The sign came swimming out of the colorful darkness, plain white board with red glow-print, no holos or other tricks: Kutt-Upps (2 Drink Minim.). Gabe stopped where he was and stared up at it. It didn't mean anything to him, and he couldn't figure out why it would pop out of the roiling confusion of his vision.
Gina took hold of his arm. "Don't tell me you got a secret life with med porn, too."
"Oh, if you've seen one tracheotomy, you've seen them all," he said in a blase tone as she urged him forward. The stuff in his system had reasserted itself-either that, or he'd had some more, he didn't really know-and he seemed to be walking through an orchard of stylized, possibly artificial trees with branches like lattices and lightning bolts.

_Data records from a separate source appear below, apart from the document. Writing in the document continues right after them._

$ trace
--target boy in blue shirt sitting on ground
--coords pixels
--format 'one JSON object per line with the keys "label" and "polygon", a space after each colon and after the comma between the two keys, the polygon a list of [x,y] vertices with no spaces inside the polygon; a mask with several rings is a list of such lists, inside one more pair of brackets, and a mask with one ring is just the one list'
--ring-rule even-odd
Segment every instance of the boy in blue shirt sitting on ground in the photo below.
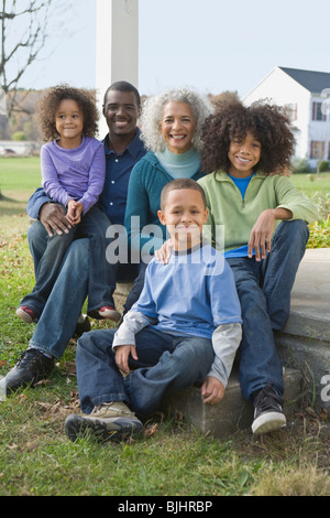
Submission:
{"label": "boy in blue shirt sitting on ground", "polygon": [[223,398],[241,342],[233,276],[223,256],[201,241],[208,211],[200,185],[174,180],[161,205],[160,220],[175,242],[168,265],[150,262],[140,299],[118,330],[78,341],[85,413],[66,419],[73,441],[86,431],[101,441],[140,434],[140,419],[160,407],[165,392],[201,385],[205,403]]}

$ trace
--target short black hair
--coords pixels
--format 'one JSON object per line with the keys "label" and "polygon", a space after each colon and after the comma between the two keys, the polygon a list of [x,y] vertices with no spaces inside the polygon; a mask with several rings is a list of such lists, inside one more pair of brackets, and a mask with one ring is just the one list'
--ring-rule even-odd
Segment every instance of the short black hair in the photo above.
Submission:
{"label": "short black hair", "polygon": [[201,187],[201,185],[199,185],[199,183],[197,183],[195,180],[191,180],[191,179],[176,179],[176,180],[172,180],[163,187],[163,191],[161,194],[162,211],[164,211],[165,208],[168,193],[170,191],[178,191],[179,188],[190,188],[191,191],[198,191],[201,195],[204,206],[205,208],[207,208],[206,195],[205,195],[204,188]]}
{"label": "short black hair", "polygon": [[113,90],[132,91],[135,95],[138,107],[139,108],[141,107],[141,97],[140,97],[140,93],[138,88],[135,88],[135,86],[133,86],[131,83],[128,83],[127,80],[118,80],[116,83],[112,83],[112,85],[109,86],[109,88],[107,88],[105,97],[103,97],[103,105],[106,104],[108,93],[113,91]]}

Except wasn't there some place down south that did something funny with trees, got them to bear leaves that looked like lace or something? Big tourist attraction.
At the same time the street looked like a long, dark tunnel, and he couldn't really see the ground, so for all he knew, the next step could be right into some yawning pit, or the step after that, or the step after that. Gina seemed pretty confident that it was solid ground all the way.
Then he realized he was in a long, dark tunnel sloping upward, and he kept ducking his head, thinking the ceiling was very low. But Gina kept pulling him along, and he was thinking that she had been right, it was the longest walk he'd ever taken, when he stepped into an explosion of light and sound.